One example may be found in U.S. Pat. No. 5,313,187, issued to Choi et al., where a one or more superluminescent light emitting diodes (SLEDS) are driven with an oscillatory square wave pulse drive signal varying between zero and about three VDC at a frequency between one Hz to twelve Hz, and having a pulse duty cycle between 5% to 10%. This arrangement periodically forward biases the SLED's into illumination, thus producing a brilliant rapidly flashing light. A low frequency oscillator stage is provided to generate an oscillatory square wave voltage signal Vo which drives a power driver stage to produce the correspondingly oscillating drive voltage signal Vd which is supplied to the SLED's. Significantly, the frequency and duty cycle of the drive pulse signal Vd are chosen to produce enhanced SLED illumination brightness and to operate the SLED within its most efficient operating characteristics. An exemplary circuit is provided that utilizes an astable monovibrator employing two transistors operated in the saturation mode with positive feedback as the low frequency oscillator, and a third transistor that is driven as a saturated switch by the oscillator output Vo. This acts as a power driver stage to switch battery current supplied to the SLED's as the drive voltage Vd for flashing the SLED's on and off at the frequency and pulse duty cycle of Vo. The pulse on time and off time and thus the flash frequency and duty cycle are determined by RC time constants of feedback circuits in the oscillator stage.
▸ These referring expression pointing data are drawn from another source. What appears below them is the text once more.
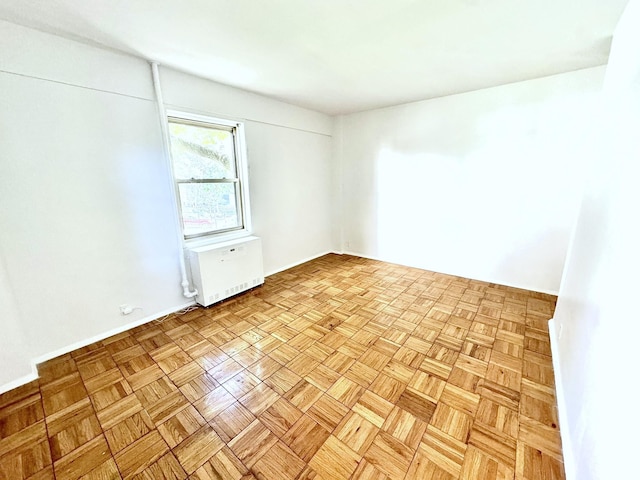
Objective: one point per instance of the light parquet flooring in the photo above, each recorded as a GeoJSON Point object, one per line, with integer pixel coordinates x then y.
{"type": "Point", "coordinates": [341, 368]}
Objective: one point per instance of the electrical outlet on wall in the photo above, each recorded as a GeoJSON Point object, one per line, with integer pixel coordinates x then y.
{"type": "Point", "coordinates": [126, 309]}
{"type": "Point", "coordinates": [560, 331]}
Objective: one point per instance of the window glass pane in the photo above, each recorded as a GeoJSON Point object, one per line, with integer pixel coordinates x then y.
{"type": "Point", "coordinates": [208, 207]}
{"type": "Point", "coordinates": [201, 152]}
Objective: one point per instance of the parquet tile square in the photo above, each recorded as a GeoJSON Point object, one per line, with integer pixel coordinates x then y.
{"type": "Point", "coordinates": [356, 432]}
{"type": "Point", "coordinates": [180, 426]}
{"type": "Point", "coordinates": [341, 368]}
{"type": "Point", "coordinates": [280, 417]}
{"type": "Point", "coordinates": [224, 465]}
{"type": "Point", "coordinates": [232, 421]}
{"type": "Point", "coordinates": [305, 437]}
{"type": "Point", "coordinates": [389, 455]}
{"type": "Point", "coordinates": [214, 403]}
{"type": "Point", "coordinates": [279, 463]}
{"type": "Point", "coordinates": [254, 441]}
{"type": "Point", "coordinates": [334, 460]}
{"type": "Point", "coordinates": [198, 448]}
Prior art devices, while adequate for their intended purpose, suffer from the common deficiencies associated with flashing light devices. In order to be both effective and practical, a portable warning light should satisfy several requirements. It must provide adequate visibility and attention-getting luminous intensity as well as, adequate on-off contrast ratio of the light source, flash rate/frequency, and flash duration/period. It should be highly controllable, providing relative ease of control of the light source for effective flash rate frequency and flash duration. It should be driven by a systems that offers extended operating battery life, which requires balancing the interdependent factors of power available, light output intensity, and permissible weight of the device. It should also be light weight, small size, and capable of being retrofit into existing signaling and warning equipment currently in the field.
Thus, it remains desirable to provide a battery-powered flashing safety warning light which is simple and economical to manufacture and which is able to deliver effective illumination levels with high on-off contrast for high visibility and attention-getting performance while still providing long battery life.